We have developed a new image hash based on the Marr wavelet that computes a perceptual hash based on edge information with particular emphasis on corners. It has been shown that the human visual system makes special use of certain retinal cells to distinguish corner-like stimuli. It is the belief that this corner information can be used to distinguish digital images that motivates this approach. Basically, the edge information attained from the wavelet is compressed into a fixed length hash of 72 bytes. Binary quantization allows for relatively fast hamming distance computation between hashes. The following scatter plot shows the results on our standard corpus of images. The first plot shows the distances between each image and its attacked counterpart (e.g. the intra distances). The second plot shows the inter distances between altogether different images. While the hash is not designed to handle rotated images, notice how slight rotations still generally fall within a threshold range and thus can usually be matched as identical. However, the real advantage of this hash is for use with our mvp tree indexing structure. Since it is more descriptive than the dct hash (being 72 bytes in length vs. 8 bytes for the dct hash), there are much fewer false matches retrieved for image queries.
This new hash is available in version 0.8.0.
A variable length DCT video hash is included in the pHash library as of v0.6. It consists of the dct image hash applied to a select number of key frames chosen from the original image sequence. The key frames are selected using an adaptive thresholding technique and are based upon a standard framerate, so as not to be fooled by alterations in the frame rate.
Below are two graphs to show the results on ten different videos and their altered counterparts. For this case, the alteration consists of inserting a few blank frames at the beginning and end of each file. We hope to include some more types of alterations soon. The first plot shows the similarity between each image and its altered counterpart, the "intras", and the second plot shows the comparisons between altogether different ("dissimilar") images. There does appear to be a clear threshold line that can be applied.
The following plot represents the intra comparison for the same set of video files, where the frame rate is changed from about 23 fps to a fixed 18 fps.

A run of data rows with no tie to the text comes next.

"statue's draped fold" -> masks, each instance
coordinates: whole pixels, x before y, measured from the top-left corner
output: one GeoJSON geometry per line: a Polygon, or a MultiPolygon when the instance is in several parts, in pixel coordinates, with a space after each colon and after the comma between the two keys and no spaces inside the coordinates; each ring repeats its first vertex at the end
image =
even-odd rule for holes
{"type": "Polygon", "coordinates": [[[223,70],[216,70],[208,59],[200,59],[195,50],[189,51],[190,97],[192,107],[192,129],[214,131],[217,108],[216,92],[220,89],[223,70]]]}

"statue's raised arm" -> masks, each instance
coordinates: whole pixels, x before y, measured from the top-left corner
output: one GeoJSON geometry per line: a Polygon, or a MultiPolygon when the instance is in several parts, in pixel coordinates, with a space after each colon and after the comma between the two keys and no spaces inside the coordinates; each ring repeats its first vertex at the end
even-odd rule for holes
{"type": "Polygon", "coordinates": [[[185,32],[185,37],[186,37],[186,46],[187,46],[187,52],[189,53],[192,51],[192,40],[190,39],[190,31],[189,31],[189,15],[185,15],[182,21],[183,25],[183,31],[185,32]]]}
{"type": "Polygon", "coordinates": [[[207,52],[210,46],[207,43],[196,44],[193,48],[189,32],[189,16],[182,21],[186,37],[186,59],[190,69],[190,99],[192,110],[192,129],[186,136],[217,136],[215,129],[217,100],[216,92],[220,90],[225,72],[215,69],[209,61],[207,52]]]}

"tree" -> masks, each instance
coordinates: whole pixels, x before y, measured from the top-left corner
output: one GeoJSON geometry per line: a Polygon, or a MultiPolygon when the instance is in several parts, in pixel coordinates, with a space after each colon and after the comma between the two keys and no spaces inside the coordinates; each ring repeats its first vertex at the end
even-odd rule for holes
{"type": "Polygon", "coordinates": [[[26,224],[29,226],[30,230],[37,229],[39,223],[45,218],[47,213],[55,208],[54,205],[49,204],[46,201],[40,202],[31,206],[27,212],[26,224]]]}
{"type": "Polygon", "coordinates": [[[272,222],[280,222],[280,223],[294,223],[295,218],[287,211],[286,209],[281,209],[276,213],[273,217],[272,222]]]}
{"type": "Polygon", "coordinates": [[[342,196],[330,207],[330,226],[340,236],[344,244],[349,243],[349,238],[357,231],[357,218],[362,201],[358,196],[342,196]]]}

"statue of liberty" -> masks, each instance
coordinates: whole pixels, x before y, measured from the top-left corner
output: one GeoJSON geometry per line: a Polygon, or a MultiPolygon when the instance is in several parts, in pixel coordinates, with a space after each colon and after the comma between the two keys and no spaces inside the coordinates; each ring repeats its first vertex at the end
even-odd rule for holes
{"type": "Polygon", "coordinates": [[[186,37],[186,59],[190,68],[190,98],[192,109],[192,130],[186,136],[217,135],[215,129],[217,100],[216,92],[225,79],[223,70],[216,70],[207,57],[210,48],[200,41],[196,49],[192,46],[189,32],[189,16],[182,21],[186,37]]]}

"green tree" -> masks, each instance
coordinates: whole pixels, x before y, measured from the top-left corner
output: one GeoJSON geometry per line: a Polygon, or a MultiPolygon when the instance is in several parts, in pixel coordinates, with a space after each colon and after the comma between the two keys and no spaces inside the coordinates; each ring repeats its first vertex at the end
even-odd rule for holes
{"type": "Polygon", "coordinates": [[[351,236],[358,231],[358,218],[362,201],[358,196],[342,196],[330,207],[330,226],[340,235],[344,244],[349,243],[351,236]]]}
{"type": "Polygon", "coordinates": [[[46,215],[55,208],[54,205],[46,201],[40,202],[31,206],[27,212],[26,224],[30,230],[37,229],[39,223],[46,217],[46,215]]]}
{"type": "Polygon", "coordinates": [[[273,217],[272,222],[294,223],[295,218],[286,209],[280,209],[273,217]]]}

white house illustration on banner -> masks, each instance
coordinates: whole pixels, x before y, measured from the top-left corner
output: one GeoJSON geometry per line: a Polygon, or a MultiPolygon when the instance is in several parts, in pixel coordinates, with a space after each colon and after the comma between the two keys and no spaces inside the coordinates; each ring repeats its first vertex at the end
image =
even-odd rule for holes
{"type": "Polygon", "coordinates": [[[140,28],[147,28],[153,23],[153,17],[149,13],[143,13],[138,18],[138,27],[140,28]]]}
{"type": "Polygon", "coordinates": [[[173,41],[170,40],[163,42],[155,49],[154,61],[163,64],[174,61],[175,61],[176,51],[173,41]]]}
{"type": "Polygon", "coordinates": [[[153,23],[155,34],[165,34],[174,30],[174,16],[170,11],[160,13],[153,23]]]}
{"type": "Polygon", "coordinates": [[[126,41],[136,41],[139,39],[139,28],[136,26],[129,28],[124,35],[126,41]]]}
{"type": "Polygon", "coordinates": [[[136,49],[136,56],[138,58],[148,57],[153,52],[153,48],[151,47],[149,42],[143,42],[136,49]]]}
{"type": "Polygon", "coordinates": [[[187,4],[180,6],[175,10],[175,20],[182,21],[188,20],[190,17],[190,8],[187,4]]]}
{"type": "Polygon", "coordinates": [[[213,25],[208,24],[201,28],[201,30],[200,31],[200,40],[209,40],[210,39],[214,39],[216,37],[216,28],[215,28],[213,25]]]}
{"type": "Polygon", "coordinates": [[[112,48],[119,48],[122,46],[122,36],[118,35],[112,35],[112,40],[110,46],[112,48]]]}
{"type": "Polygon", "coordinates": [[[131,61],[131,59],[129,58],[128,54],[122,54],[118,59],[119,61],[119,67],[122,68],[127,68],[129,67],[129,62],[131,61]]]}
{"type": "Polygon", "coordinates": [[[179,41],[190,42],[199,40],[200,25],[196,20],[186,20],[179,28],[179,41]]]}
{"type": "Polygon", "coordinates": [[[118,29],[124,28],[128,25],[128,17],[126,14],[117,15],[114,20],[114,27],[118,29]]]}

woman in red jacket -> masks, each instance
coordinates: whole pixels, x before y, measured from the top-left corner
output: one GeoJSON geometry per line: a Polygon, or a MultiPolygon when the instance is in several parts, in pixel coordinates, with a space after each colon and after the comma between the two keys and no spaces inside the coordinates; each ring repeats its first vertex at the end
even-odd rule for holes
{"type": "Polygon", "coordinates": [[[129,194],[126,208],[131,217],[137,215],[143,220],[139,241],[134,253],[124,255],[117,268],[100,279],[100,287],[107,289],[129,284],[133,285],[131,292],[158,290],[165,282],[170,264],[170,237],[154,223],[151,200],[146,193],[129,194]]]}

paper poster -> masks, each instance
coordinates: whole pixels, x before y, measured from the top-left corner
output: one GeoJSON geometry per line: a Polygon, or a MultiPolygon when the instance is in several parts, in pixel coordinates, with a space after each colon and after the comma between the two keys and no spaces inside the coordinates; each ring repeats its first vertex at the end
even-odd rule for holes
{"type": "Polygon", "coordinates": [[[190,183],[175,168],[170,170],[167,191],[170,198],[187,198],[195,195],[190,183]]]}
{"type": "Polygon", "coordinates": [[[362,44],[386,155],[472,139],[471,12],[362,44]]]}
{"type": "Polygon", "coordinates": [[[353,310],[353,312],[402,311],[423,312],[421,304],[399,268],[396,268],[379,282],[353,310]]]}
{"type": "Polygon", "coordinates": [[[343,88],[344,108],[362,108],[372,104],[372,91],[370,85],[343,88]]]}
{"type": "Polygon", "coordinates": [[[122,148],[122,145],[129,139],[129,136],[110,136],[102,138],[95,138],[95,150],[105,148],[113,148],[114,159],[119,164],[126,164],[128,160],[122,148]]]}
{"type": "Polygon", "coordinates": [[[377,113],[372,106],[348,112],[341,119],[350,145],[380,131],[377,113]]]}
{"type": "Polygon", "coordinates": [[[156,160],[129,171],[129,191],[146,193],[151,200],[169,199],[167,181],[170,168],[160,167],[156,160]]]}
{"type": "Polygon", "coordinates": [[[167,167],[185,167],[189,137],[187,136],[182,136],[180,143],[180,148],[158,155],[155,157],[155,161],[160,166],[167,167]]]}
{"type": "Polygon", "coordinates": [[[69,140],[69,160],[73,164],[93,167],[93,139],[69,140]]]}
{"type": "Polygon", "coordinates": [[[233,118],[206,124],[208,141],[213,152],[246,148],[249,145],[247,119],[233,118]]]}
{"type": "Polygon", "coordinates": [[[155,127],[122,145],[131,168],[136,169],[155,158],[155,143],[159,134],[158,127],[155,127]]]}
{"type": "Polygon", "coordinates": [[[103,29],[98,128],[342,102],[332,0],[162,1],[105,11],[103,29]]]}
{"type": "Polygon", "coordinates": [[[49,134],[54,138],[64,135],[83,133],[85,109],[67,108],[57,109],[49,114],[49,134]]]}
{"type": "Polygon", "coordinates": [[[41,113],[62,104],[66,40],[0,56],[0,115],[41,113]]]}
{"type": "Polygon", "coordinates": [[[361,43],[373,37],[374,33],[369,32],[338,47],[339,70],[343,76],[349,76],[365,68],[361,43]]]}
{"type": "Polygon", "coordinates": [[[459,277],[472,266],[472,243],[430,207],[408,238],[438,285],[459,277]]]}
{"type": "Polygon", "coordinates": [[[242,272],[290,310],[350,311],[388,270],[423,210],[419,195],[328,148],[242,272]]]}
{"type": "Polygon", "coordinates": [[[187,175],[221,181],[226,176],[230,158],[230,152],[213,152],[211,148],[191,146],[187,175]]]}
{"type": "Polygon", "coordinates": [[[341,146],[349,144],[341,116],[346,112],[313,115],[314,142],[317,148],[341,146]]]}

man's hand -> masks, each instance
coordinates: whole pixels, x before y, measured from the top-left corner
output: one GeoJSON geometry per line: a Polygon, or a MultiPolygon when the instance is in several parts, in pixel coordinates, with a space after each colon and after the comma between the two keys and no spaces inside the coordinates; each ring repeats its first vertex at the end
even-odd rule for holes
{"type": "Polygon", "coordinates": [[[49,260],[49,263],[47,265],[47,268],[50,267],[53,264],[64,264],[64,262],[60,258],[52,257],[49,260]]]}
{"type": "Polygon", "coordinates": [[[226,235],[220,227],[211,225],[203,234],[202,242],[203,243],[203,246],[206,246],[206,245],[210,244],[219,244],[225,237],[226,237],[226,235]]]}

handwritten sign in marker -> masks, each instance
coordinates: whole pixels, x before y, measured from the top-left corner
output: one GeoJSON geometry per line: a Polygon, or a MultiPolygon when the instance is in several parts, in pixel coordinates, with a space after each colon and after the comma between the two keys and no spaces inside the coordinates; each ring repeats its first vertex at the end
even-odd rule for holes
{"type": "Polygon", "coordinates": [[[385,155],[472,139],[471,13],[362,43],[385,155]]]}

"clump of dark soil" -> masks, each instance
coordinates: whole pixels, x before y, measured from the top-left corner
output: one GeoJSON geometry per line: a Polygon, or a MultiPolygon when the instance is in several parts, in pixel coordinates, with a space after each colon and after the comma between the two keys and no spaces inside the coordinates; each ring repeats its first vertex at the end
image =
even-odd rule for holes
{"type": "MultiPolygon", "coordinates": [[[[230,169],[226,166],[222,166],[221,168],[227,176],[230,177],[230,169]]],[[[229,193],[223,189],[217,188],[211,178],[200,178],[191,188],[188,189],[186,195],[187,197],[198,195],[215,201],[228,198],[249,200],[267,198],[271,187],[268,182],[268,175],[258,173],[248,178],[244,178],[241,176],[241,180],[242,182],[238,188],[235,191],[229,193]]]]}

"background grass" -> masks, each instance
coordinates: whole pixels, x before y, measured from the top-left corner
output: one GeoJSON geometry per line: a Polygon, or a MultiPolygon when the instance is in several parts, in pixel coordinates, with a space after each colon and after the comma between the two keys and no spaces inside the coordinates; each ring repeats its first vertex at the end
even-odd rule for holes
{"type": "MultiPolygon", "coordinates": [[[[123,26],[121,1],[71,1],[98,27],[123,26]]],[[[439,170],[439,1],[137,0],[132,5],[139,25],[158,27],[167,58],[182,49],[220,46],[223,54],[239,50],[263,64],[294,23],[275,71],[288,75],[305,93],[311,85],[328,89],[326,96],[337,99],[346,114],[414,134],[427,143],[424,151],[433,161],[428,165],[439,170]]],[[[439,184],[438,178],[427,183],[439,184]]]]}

As of version 0.5, the pHash library supports a hash storage technique that allows for quick and easy access to a database of hash values. Simply put, the anticipated sequence runs something like this:
The technique stores the hash values, or "data points" into a tree-like structure according to relative distances from chosen vantage points of the data set. This way the problem of storage and lookup of high dimensional data is avoided and the number of distance computations that must be made per query is minimized. The user need only specify the distance function.
So far, preliminary test results reveal a 300% improvement over that of linear search, and the additional storage required amounts to less than 0.05% of the space required for entire database.
The discrete cosine transform (DCT) is an efficient means to compute a hash from
frequency spectrum data, and the distance calculation is relatively simple. While it is
insufficient to consider image similarity in any semantically meaningful way, it does provide
a hash as an ID for an image, and is robust against minor distortions, like small rotations,
blurring and compression. The graphs below show the hamming distances (i.e. the
number of bits that differ in the 64-bit hash) for two scenarios: the intra distances
where the source images are from the same source only one is a distorted version of the other, and
inter distances, where the two compared images are altogether different images.
The main point is that a threshold of twenty-two, T=22, can be applied to determine if two images
are indeed the same source image.
Note: Please ignore the x-axis on the second table. The x-axis is merely a list of comparisons between the specific images.
This method tries to take into account geometric features of the image in extracting a hash value. The idea is to generate a feature vector from the variances of 180 lines drawn through the center of the image, and then compact the feature vector with the discrete cosine tranform (DCT). Images can be compared by looking for correlations between the images' hash values. Where the correlation exceeds a threshold level, the image can be judged to be the same image. From the graphs, a good threshold might be 0.91, but as you can see, there are a couple of comparisons that do fall into a gray area.
While the histogram-based method is not provided in pHash, it is shown here merely for comparison purposes. Here, the histogram of the image is used as a feature vector for the hash, and comparisons are performed as above, using the cross correlation function.
The next set of graphs show the intra and inter PCC values of the Histogram-based feature vector. While the intra PCC values are all above a threshold ~0.84, the inter PCC values show no clear threshold, indicating the histogram based approach would lead to a large number of false positives (e.g. images said to be a match but are truly not).
This hashing method for audio signals extracts a feature vector for every frame of audio from the bark scale frequency spectrum - that is, it only considers those frequencies to which the human auditory system is most sensitive. Here, frames are 0.21 seconds of audio and are 50% overlapping to minimize the impact of time shifts in audio files. As shown in the graphs, there is a clear difference between the inter and intra file comparisons. The distance plots are the distances between two audio signals. A comparison between two audio hashes necessarily produces a vector of distances that mark the distances at potential matching points, as the audio signals could concievably be matched anywhere in the signals. Thus, the distance that is plotted mark the point at which the distance is least. The confidence score is a rating of how good the match can be considered to be. The attacks, or distortions on the signal for the intra comparisons are mp3 compression at 32kbps and 128kbps, and telephone simulated filtering.